World citizenship is defined as a view or concept wherein an individual looks at himself not only through the prism of his own customs and beliefs but that of belonging to the world as whole with all its intricacies when it comes to culture and other aspects.

Education for world for world citizenship needs to be multicultural, holds Martha Nussbaum. This means that various groups’ fundamentals need to be discussed including sexual, racial, ethnic and social minorities and major cultural and religious orientations. Respect for diverse classes begins with awareness or knowledge of cultural differences.

World citizens will attend to their local sphere and history more since this is where they will function. The kind of education Nussbaum envisions is one where local know-how is of the essence. It would be baseless to engage students in knowledge of all cultures and histories without letting them their own sphere first.

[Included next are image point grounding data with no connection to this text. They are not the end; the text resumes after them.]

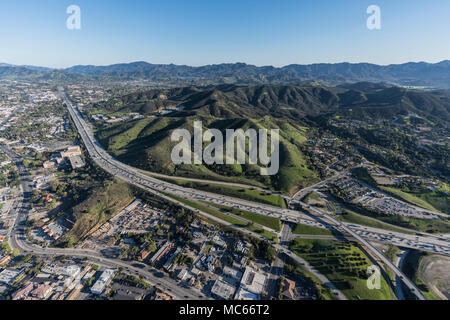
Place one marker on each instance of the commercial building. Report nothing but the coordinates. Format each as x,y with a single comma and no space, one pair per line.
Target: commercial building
42,291
101,284
4,259
71,152
162,251
231,275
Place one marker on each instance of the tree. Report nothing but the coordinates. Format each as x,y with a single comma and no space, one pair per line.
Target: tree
16,252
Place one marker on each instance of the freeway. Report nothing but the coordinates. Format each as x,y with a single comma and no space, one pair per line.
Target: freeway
341,226
17,239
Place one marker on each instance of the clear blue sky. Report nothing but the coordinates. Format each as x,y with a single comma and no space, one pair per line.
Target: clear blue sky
199,32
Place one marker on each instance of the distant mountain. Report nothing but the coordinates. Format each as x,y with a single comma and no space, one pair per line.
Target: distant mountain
419,74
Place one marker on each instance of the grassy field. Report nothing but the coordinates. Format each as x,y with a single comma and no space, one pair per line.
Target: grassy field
410,268
237,192
227,218
310,196
409,197
294,269
344,264
308,230
353,217
422,225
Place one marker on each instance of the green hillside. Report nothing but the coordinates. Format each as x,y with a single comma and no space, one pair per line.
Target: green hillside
147,144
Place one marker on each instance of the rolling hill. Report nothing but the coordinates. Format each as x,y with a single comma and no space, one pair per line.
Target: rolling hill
146,143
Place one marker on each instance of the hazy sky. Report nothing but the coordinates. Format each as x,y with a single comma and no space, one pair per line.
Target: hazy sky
199,32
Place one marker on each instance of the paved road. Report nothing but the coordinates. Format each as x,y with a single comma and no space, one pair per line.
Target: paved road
341,226
160,188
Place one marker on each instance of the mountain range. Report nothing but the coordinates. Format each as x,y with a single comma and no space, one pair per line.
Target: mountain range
435,75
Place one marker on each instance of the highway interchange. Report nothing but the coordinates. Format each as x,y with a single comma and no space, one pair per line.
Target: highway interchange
160,188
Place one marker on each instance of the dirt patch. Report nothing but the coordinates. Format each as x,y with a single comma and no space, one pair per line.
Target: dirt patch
434,270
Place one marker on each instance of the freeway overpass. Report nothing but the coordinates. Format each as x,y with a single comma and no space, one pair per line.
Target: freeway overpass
160,188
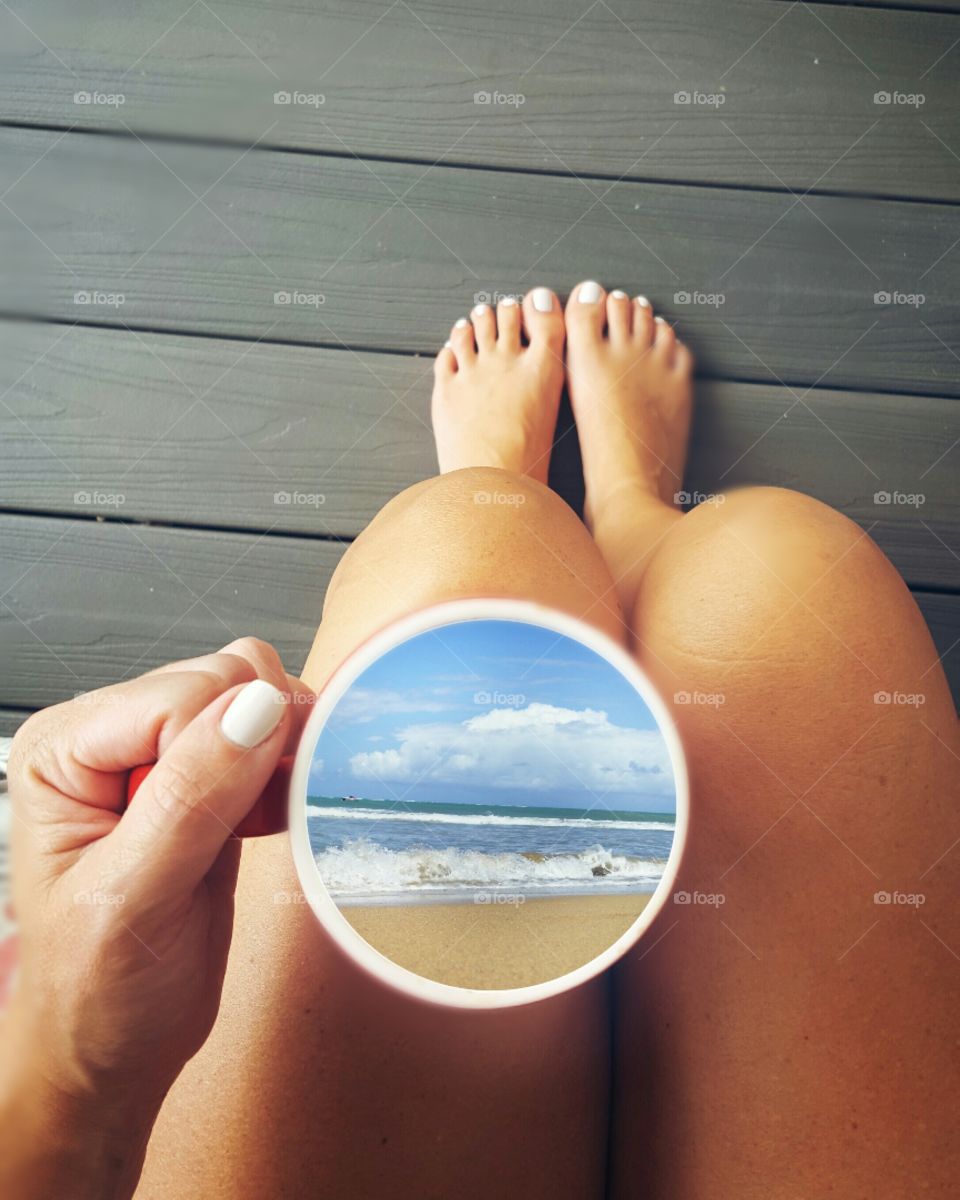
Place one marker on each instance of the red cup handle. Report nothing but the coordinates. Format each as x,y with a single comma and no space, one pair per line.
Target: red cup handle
268,815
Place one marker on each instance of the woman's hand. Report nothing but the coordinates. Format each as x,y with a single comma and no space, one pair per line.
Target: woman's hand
126,916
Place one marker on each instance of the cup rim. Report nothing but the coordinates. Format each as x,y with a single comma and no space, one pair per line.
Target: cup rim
315,889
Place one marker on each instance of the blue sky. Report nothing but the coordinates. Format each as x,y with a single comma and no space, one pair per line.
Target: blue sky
495,713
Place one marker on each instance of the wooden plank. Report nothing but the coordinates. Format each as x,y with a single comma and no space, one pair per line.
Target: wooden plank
87,604
599,85
385,258
297,439
11,719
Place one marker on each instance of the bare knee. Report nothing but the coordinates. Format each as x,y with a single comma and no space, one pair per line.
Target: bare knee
478,532
773,593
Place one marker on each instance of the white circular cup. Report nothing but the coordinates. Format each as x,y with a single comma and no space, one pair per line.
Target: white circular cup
369,652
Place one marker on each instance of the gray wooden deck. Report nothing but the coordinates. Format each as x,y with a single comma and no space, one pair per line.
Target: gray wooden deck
742,149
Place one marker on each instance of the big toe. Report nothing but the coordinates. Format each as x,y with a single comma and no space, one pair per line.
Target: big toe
586,313
543,319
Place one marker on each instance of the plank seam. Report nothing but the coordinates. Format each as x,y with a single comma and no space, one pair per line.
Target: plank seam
360,348
491,168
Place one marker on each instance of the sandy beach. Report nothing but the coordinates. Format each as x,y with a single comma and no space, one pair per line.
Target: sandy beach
497,945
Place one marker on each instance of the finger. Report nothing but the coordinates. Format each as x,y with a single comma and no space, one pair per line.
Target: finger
202,789
83,748
268,665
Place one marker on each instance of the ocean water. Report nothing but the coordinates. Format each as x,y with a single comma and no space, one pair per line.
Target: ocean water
381,852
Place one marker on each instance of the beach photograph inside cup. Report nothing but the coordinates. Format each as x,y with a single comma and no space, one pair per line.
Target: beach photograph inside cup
491,804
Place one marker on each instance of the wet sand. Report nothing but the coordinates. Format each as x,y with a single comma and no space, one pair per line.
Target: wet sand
497,945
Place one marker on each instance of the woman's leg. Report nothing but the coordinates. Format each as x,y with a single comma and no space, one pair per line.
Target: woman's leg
316,1081
791,1030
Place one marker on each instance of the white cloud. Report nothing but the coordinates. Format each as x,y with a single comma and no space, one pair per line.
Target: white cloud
540,747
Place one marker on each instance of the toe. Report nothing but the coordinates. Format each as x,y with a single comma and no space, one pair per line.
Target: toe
586,311
618,317
643,323
665,340
461,339
543,319
485,327
508,325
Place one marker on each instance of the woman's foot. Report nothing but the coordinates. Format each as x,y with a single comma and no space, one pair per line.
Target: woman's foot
630,385
497,387
630,388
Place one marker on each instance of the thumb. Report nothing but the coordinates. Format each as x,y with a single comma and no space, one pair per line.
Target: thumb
203,785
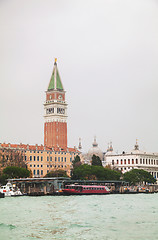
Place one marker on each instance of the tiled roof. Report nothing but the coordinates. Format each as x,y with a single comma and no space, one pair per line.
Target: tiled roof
36,147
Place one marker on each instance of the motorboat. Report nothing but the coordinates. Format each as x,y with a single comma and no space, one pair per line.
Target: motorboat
85,189
10,191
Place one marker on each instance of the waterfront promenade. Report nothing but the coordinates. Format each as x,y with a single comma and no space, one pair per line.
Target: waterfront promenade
107,217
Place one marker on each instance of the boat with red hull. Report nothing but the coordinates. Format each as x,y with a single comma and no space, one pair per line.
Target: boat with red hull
85,189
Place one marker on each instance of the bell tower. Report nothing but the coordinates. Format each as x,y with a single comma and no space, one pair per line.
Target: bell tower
55,112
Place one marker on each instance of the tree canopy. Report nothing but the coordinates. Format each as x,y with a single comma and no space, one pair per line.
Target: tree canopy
96,161
136,176
89,172
76,162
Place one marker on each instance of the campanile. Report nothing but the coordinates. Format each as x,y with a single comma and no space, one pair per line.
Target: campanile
55,112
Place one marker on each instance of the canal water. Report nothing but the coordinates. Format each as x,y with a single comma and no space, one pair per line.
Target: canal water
107,217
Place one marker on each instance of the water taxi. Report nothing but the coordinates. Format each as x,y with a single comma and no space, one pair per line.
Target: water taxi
10,191
85,189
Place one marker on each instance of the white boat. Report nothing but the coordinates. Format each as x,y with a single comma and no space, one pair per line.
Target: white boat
10,191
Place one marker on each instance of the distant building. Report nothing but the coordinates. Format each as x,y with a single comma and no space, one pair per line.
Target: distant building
54,154
55,117
134,159
94,150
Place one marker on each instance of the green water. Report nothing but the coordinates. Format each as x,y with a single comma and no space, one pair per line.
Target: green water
109,217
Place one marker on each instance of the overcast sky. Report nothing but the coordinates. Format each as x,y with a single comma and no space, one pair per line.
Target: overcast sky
107,53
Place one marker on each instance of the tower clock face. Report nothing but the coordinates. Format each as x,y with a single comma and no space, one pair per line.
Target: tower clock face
60,97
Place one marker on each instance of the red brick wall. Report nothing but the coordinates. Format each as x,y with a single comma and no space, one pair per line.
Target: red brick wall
55,134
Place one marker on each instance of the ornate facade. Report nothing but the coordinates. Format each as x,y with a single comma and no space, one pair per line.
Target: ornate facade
54,154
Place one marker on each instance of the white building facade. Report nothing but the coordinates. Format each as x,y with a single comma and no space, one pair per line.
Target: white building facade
135,159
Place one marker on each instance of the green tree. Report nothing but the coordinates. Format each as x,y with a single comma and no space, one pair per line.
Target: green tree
96,161
16,172
57,173
76,162
138,176
3,178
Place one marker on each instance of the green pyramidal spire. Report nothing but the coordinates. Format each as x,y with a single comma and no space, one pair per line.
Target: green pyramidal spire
55,81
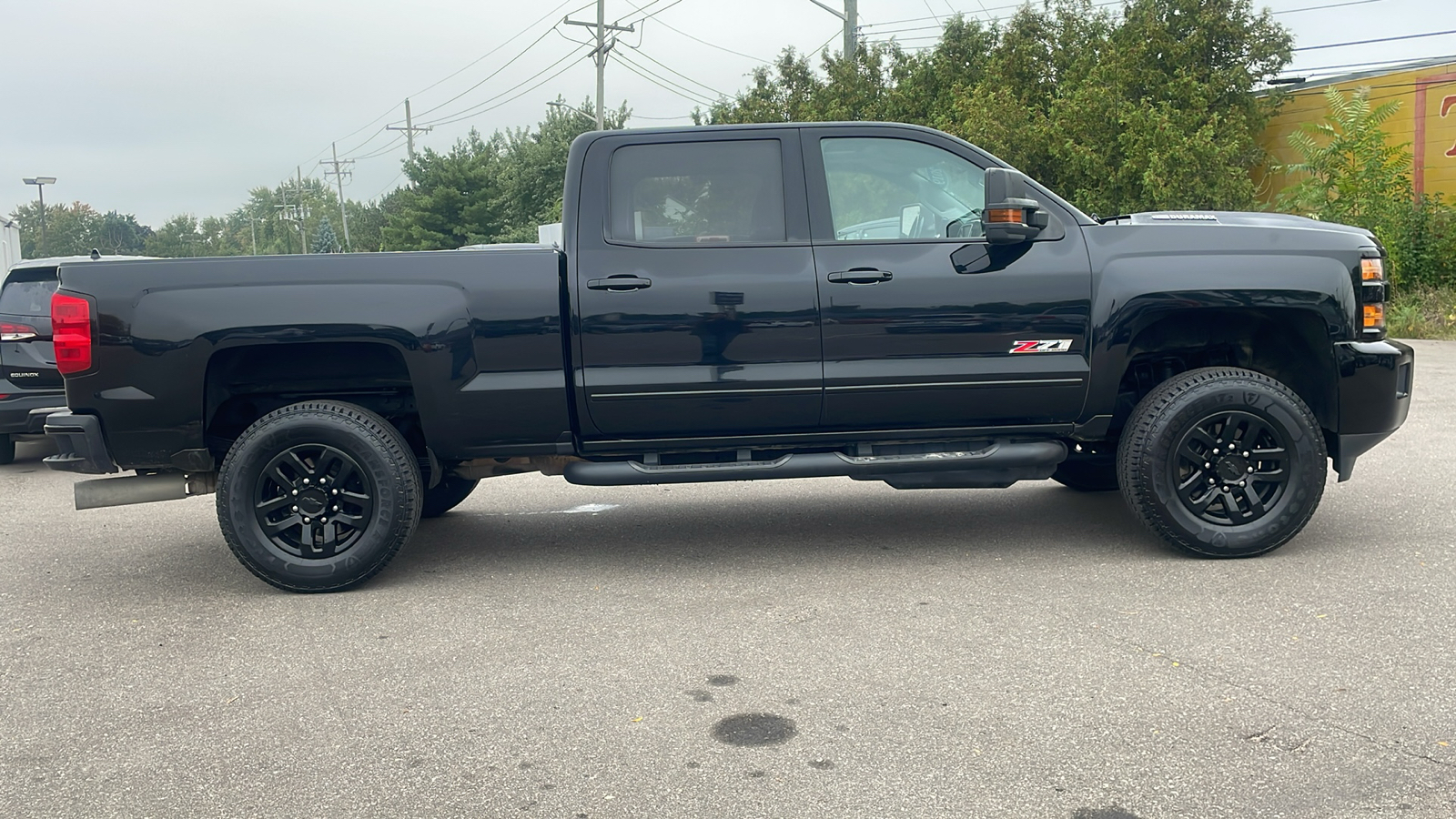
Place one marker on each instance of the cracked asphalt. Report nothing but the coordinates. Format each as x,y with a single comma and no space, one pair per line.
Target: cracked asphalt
801,649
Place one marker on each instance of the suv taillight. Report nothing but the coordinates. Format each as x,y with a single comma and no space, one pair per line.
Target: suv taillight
70,331
16,331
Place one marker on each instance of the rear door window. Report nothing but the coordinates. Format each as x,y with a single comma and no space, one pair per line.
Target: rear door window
698,193
28,292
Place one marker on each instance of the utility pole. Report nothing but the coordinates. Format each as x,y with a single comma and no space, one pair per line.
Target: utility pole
851,16
599,55
303,215
339,169
410,130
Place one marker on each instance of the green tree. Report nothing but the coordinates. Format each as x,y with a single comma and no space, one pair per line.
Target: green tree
324,239
76,229
1350,172
178,237
1145,109
480,189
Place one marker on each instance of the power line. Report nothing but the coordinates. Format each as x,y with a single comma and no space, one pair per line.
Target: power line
644,55
492,75
470,111
703,41
1390,63
436,84
379,152
1329,6
1372,98
1094,5
529,26
1376,40
664,84
650,15
513,98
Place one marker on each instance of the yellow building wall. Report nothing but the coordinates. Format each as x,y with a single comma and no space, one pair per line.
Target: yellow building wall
1426,121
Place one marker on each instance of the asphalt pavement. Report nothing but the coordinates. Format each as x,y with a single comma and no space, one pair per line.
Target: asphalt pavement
788,649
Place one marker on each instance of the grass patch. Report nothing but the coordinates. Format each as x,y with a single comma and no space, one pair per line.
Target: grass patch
1423,312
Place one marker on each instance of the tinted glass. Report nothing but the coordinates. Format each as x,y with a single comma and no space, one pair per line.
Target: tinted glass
28,293
874,179
698,193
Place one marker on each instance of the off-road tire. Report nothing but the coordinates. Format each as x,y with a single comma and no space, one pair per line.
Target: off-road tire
1088,472
1174,416
386,470
448,494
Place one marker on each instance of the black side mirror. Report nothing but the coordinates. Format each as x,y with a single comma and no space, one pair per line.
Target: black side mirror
1011,215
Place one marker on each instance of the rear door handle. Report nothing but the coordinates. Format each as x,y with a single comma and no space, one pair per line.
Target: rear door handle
619,283
861,276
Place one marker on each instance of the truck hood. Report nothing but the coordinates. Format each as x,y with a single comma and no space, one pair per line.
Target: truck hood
1239,219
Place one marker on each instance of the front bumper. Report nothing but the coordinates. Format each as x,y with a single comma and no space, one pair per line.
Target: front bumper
1375,397
79,443
24,413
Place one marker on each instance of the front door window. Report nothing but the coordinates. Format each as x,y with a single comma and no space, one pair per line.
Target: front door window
885,188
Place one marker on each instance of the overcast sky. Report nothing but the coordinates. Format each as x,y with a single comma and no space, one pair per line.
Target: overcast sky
160,106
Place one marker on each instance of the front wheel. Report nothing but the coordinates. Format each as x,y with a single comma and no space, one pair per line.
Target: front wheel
1223,462
318,496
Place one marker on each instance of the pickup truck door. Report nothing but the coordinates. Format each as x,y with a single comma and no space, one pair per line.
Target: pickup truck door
695,295
926,329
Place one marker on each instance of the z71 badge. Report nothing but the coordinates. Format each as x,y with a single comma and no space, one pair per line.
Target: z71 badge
1043,346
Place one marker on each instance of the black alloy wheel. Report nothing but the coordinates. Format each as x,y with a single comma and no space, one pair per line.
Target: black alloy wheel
1230,468
1223,462
318,496
313,501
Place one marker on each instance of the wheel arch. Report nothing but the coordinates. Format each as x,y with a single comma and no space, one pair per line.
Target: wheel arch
245,382
1289,344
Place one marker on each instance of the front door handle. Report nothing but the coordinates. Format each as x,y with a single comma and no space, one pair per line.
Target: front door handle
619,283
861,276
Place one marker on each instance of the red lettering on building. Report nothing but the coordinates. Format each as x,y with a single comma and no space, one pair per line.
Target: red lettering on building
1446,106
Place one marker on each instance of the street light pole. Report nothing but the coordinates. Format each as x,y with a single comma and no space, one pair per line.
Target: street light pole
40,189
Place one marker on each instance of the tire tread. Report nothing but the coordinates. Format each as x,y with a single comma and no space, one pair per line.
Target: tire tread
379,433
1133,450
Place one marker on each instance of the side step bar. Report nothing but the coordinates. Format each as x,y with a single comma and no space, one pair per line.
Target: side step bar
997,464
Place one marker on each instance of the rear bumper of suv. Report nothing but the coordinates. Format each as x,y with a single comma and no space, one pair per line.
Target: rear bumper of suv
24,413
79,443
1375,397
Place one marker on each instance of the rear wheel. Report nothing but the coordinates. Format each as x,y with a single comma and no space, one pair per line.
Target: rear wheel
448,494
318,496
1223,462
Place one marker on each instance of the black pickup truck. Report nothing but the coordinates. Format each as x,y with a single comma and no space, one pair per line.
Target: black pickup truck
870,300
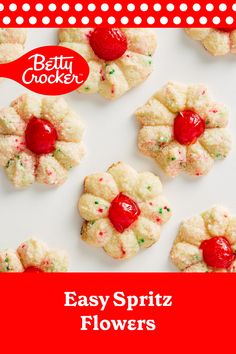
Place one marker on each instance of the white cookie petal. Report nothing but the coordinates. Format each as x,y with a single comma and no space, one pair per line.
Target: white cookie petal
173,96
151,139
32,253
148,186
10,262
147,232
10,146
172,159
157,210
216,220
92,83
217,43
49,171
184,255
113,82
54,261
69,154
124,176
154,113
97,232
122,246
21,170
217,142
27,106
93,208
135,67
11,123
101,185
199,162
141,40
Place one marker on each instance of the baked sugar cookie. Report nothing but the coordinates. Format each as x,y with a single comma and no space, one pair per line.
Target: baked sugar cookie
119,59
183,129
206,242
217,41
12,42
123,210
33,256
40,140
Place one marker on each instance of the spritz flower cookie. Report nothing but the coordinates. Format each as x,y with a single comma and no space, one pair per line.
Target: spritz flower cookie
217,41
183,129
123,210
33,256
119,59
12,42
40,140
206,242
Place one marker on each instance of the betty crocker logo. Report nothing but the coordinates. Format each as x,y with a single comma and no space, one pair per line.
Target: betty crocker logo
50,70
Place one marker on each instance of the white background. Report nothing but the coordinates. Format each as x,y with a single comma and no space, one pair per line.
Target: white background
51,214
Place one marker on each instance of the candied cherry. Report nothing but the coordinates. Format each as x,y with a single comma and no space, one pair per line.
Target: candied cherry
40,136
188,127
217,252
123,212
108,43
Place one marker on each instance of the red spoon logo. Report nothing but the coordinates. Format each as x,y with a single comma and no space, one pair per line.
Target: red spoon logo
50,70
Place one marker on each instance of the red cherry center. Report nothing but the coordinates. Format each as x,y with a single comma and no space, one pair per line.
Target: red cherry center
217,252
108,43
188,127
40,136
33,270
123,212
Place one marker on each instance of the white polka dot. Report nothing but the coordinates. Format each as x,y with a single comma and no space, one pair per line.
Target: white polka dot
46,20
203,20
85,20
131,7
183,7
105,7
144,7
39,7
98,20
177,20
19,20
65,7
111,20
222,7
137,20
32,20
196,7
164,20
6,20
72,20
124,20
117,7
12,7
216,20
59,20
91,7
157,7
78,7
150,20
25,7
170,7
190,20
52,7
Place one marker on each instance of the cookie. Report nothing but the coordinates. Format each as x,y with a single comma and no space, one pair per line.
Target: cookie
183,129
119,59
123,210
217,41
33,256
40,140
206,242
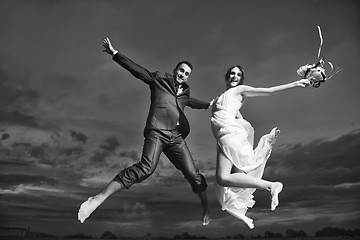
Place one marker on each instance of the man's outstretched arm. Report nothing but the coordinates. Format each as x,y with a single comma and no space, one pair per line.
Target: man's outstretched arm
135,69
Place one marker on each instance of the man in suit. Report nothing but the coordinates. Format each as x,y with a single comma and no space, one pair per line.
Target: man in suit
165,131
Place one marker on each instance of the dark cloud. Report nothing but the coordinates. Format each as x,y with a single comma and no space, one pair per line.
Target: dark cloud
110,144
78,136
134,155
12,180
16,96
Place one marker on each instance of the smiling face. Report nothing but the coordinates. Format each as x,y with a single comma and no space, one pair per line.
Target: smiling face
234,77
182,73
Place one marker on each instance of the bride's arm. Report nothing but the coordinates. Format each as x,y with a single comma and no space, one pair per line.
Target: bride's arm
248,91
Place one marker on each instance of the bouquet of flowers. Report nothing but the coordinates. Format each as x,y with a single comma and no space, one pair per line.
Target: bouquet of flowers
316,72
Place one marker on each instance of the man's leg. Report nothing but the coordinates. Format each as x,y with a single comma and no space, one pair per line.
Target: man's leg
128,176
180,156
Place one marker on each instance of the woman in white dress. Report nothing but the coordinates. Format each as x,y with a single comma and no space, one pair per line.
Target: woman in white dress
239,167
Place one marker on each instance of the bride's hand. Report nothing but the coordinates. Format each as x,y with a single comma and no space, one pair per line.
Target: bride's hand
303,82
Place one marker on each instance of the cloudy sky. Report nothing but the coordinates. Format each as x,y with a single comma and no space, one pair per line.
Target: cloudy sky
71,118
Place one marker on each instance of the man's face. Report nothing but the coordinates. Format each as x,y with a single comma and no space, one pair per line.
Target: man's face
182,72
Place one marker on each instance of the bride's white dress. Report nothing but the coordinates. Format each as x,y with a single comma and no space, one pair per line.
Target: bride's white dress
235,138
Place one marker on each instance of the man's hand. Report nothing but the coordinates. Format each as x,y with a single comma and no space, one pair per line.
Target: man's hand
108,47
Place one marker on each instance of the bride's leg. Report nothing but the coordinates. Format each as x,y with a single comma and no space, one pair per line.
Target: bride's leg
225,178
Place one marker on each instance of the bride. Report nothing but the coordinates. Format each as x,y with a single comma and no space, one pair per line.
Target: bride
239,167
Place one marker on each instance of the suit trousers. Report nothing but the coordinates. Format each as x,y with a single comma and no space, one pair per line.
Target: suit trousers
175,148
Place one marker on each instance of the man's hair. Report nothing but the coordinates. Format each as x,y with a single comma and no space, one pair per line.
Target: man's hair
185,62
227,74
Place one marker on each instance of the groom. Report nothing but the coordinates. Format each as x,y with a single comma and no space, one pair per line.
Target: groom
165,131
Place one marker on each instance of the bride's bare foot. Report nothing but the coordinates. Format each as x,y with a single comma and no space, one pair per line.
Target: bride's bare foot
275,133
274,192
206,218
87,207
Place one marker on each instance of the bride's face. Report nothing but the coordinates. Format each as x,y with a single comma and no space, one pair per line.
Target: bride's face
234,78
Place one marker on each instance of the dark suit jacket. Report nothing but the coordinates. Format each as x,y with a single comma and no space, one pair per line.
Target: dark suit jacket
166,109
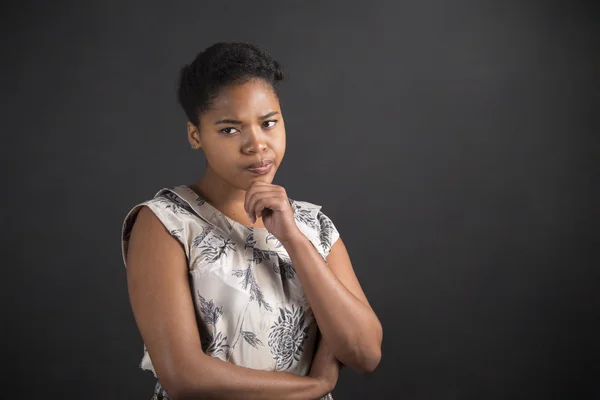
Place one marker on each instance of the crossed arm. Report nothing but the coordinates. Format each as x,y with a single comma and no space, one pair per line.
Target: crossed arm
160,297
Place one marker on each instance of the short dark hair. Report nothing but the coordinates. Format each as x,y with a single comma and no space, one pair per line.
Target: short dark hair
220,65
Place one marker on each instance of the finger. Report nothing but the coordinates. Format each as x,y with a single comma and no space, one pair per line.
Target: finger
253,198
274,203
254,188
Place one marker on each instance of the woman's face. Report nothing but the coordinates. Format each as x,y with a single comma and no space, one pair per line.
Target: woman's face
243,126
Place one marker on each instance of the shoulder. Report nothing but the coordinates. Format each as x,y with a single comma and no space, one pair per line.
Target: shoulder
316,225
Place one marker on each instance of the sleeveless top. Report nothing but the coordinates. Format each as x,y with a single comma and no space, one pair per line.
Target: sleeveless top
250,306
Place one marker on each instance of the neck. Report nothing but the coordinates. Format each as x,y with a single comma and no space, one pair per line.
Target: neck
221,195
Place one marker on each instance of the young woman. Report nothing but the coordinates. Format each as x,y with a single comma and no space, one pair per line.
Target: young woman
238,291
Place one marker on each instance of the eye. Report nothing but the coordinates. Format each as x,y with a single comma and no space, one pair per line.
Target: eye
228,131
270,123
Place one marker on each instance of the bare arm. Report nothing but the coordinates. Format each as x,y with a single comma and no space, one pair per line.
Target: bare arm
345,318
161,300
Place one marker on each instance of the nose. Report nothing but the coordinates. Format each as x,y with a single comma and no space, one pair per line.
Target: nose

World citizenship education should begin early. Children should be shown differences in culture, traditions, beliefs and the like as soon as they can participate in storytelling. They must be taught to understand and respect the commonality and differences, common rights and unique history, problems and aspirations of various groups. In the tertiary level, they should already be able to deal with subjects which center on themes that are outside their own culture or sphere of influence.

Sympathetic understanding must be developed by the world citizen and apply this to religious, racial and ethnic minorities as well as distant cultures. The world citizen should also have and understand of the various ideas of humanity on gender as well as sexuality and history.

Controversial matters are decided upon by citizen. To be able to function well, one must weigh in on both side of the matter. An education which studies such issues is thus fundamental for this exercise. Education for world citizenship should train students to be sensitive and informed interpreters of issues and questions.